The purpose of 607-315 Healing Hearts: To remember and honor them.
“This is to bring awareness to the problem,” said Dean O’Gorman, who lost his son Spencer to overdose in 2017. “Each name has been read out loud. Then we put them on the tree. We do want to hear our children’s names. It’s part of the healing process.”
The group put up about two dozen ornaments on the tree in Cortland; on another tree in Syracuse, they put up 58 ornaments. The volunteer group covers a five-county area, including Cortland, Onondaga, Oswego, Madison and Cayuga counties, O’Gorman said.
The larger purpose of the group’s efforts is to raise awareness about the pervasiveness of drug addiction. Four people in Cortland County died of opioid overdose in 2018, state data show. Naloxone, which staves off an opioid overdose, was administered 27 times.
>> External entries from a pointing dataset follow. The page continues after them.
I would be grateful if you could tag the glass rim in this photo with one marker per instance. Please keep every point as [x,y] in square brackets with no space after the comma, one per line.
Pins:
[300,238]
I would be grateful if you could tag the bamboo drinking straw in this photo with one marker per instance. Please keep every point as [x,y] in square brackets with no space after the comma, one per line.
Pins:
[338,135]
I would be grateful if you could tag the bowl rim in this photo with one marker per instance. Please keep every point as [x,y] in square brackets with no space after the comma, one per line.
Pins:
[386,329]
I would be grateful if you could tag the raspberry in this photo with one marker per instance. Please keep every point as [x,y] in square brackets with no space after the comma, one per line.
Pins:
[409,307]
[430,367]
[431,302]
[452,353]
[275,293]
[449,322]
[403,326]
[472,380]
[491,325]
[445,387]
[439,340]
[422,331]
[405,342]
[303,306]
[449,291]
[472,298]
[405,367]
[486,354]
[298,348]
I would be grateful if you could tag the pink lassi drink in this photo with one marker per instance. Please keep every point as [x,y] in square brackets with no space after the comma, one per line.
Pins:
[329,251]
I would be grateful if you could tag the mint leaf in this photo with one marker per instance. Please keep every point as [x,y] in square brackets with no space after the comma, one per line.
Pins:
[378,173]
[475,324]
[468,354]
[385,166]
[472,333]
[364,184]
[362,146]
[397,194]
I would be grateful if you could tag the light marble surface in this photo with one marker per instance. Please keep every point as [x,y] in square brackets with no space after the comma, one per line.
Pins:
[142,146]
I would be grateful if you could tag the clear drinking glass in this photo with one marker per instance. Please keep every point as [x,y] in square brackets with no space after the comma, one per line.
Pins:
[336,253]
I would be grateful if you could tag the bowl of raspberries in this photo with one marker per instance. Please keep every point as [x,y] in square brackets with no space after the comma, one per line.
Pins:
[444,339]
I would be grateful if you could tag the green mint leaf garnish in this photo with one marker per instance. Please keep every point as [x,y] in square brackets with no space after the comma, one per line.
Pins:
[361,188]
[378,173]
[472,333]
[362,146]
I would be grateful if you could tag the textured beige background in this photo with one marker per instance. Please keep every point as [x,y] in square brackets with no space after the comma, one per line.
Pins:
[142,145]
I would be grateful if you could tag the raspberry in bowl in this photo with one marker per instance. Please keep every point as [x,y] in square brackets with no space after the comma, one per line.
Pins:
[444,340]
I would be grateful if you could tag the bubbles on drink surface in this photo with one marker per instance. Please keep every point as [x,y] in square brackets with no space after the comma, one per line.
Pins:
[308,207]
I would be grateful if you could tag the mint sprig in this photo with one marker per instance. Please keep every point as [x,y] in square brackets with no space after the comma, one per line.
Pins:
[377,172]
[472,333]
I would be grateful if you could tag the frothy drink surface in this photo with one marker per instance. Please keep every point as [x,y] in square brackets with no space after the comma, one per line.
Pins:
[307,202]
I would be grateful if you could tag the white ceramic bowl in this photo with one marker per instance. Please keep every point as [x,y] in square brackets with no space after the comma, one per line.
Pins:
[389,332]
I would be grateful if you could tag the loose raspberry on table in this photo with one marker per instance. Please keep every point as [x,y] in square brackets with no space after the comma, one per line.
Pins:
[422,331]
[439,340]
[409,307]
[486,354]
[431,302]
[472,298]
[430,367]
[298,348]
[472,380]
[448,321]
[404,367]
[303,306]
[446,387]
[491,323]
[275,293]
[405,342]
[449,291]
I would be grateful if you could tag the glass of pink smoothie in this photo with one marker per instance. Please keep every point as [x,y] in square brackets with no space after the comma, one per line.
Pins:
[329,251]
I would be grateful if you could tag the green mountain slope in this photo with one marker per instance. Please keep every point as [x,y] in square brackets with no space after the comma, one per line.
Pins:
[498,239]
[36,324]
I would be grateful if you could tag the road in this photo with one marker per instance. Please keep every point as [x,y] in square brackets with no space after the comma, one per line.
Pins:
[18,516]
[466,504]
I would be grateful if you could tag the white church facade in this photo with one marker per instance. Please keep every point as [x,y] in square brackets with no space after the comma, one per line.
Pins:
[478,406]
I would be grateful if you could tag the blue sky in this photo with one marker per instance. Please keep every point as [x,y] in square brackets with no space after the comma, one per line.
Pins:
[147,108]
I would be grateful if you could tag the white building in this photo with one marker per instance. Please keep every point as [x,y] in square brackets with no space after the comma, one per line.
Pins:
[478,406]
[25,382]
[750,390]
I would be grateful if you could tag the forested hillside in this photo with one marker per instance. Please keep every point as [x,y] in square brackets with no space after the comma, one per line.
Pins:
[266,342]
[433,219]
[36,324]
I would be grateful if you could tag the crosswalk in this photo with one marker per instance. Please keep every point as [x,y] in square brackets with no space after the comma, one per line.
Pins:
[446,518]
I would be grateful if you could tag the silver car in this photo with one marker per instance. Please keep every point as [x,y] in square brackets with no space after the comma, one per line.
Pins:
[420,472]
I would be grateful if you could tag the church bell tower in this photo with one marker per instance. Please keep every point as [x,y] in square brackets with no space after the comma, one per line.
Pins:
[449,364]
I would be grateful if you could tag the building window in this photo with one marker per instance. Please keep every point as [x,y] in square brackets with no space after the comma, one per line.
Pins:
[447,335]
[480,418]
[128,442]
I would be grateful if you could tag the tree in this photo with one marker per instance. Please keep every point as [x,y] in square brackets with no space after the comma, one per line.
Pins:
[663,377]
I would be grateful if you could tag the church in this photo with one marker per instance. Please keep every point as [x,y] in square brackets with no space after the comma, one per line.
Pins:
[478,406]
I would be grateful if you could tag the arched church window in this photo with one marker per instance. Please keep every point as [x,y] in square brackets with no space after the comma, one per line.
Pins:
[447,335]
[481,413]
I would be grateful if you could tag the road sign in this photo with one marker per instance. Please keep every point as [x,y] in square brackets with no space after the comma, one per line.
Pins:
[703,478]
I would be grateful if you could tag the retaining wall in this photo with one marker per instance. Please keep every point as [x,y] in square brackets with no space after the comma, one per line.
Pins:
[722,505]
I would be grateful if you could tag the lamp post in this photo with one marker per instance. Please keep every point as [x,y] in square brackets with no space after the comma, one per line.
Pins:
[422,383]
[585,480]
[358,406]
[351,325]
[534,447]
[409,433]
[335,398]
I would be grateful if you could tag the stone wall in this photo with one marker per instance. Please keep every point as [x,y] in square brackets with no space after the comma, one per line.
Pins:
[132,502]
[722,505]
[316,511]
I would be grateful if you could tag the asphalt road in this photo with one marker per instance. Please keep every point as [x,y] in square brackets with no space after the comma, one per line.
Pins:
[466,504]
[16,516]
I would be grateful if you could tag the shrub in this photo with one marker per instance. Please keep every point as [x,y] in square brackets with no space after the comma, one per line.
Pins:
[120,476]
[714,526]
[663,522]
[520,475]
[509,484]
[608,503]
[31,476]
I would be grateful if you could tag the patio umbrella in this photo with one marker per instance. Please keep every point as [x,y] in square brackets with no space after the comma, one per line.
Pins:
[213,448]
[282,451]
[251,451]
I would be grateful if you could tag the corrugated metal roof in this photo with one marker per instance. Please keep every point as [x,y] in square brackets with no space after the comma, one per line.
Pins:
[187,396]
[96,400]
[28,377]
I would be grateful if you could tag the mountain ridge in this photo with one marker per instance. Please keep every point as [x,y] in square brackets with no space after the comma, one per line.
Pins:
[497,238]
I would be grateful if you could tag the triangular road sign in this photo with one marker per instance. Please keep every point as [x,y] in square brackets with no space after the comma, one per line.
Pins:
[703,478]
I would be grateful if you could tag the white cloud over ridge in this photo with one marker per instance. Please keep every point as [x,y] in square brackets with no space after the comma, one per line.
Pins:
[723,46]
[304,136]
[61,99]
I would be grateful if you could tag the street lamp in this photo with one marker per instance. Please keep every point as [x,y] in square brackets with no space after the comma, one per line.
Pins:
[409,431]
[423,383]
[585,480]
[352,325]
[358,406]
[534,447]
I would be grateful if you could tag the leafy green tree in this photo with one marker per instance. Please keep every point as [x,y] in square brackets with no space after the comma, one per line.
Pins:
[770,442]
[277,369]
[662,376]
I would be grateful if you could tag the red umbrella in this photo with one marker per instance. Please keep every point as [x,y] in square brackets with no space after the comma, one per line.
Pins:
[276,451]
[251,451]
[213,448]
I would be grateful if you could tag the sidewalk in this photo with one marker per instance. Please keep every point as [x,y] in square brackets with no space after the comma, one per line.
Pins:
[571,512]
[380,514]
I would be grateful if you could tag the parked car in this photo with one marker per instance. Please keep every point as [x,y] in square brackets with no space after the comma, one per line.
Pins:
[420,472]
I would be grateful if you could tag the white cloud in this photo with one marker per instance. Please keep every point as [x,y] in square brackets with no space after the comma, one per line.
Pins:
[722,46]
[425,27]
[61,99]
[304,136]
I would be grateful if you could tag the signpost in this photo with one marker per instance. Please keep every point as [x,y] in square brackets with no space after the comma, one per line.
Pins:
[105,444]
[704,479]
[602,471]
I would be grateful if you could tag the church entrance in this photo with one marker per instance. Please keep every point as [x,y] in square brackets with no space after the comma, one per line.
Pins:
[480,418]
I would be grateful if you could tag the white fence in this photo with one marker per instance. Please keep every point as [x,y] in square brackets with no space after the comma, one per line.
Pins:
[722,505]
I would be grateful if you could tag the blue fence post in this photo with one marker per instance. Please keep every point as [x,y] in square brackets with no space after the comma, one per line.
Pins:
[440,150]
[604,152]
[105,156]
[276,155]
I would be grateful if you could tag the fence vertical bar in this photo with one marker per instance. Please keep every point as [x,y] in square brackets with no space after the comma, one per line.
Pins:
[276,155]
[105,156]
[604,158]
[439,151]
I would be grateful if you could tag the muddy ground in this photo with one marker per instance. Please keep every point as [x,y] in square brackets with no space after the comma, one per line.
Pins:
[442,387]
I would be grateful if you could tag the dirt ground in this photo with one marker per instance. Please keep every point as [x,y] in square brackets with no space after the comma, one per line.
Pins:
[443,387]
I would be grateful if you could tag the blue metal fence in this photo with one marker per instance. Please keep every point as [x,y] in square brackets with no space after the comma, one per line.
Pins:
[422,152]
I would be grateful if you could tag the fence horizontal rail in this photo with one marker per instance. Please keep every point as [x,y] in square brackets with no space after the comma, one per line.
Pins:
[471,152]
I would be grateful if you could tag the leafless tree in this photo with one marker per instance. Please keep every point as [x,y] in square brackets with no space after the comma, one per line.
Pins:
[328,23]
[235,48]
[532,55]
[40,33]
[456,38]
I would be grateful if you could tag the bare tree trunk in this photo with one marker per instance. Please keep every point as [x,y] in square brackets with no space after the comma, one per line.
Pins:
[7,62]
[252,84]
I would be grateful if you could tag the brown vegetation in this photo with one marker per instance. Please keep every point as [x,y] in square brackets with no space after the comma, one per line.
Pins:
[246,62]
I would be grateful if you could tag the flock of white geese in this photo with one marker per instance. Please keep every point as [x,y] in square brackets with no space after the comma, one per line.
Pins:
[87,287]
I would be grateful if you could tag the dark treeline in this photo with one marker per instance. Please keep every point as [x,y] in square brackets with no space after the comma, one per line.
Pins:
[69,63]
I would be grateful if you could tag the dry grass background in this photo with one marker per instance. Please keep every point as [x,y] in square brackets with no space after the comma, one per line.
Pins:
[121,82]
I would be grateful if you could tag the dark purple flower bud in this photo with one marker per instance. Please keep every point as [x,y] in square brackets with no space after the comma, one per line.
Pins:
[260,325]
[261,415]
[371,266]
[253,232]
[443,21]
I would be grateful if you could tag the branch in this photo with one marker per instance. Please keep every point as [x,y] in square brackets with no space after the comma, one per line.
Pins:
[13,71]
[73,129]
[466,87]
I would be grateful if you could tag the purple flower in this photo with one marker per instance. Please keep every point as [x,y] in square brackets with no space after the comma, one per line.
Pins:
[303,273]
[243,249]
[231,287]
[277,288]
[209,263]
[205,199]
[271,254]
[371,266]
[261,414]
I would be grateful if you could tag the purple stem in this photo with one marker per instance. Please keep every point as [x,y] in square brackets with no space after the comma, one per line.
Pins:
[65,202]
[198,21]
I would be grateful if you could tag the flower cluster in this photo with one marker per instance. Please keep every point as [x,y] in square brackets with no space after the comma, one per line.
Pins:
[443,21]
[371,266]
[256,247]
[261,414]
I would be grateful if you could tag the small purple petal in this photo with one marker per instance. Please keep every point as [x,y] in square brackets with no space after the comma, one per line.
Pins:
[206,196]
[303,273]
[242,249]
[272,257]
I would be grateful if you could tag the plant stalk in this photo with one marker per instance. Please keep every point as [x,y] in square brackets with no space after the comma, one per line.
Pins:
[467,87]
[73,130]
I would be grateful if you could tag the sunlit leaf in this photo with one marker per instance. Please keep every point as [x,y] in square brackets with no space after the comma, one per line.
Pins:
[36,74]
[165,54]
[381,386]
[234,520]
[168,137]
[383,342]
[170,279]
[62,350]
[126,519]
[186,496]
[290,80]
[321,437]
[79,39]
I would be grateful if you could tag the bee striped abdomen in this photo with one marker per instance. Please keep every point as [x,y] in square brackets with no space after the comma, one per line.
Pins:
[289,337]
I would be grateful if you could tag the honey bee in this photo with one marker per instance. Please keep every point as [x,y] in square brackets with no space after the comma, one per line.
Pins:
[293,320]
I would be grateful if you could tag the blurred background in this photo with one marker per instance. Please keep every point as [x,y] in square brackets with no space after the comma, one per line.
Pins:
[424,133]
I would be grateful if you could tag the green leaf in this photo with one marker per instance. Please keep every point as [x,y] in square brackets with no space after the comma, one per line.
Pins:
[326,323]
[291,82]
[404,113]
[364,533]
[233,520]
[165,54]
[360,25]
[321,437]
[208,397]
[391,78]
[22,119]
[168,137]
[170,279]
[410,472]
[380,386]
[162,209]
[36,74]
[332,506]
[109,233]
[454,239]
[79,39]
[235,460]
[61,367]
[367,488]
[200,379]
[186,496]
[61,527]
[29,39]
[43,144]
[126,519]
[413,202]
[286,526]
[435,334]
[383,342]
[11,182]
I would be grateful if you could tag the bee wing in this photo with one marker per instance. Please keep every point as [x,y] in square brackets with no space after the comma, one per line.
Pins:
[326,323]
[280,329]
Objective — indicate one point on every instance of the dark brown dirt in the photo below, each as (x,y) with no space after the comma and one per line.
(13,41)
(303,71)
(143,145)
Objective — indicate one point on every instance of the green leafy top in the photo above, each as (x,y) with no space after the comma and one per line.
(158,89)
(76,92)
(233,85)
Both numbers are down from 2017, when state data show 14 people died and naloxone was administered 39 times.
“It affects everybody,” said volunteer Kevin Russell.
“Upper class, lower class — it affects everybody,” said O’Gorman.
They also seek to catch the attention of other parents who, like them, have lost adult children to overdose.
Like Karlene Shafer, who lost her daugher Nicole Sherman to overdose in 2017. Shafer said friends pointed her to the Parents Grief Group that meets twice monthly at Cortland Prevention Resources, and she has been a member of the group ever since.
“The hardest part is getting to the first meeting,” said O’Gorman, who is also a member. “It’s as much comforting as it is heart-breaking.”
Monday’s ceremony was sponsored by 607-315 Healing Hearts with support from Cortland Prevention Resources and the Prevention Network of Syracuse.
“We couldn’t do this without them,” O’Gorman said.
The tree was donated three years ago by Lowe’s Home Improvement in Cortlandville.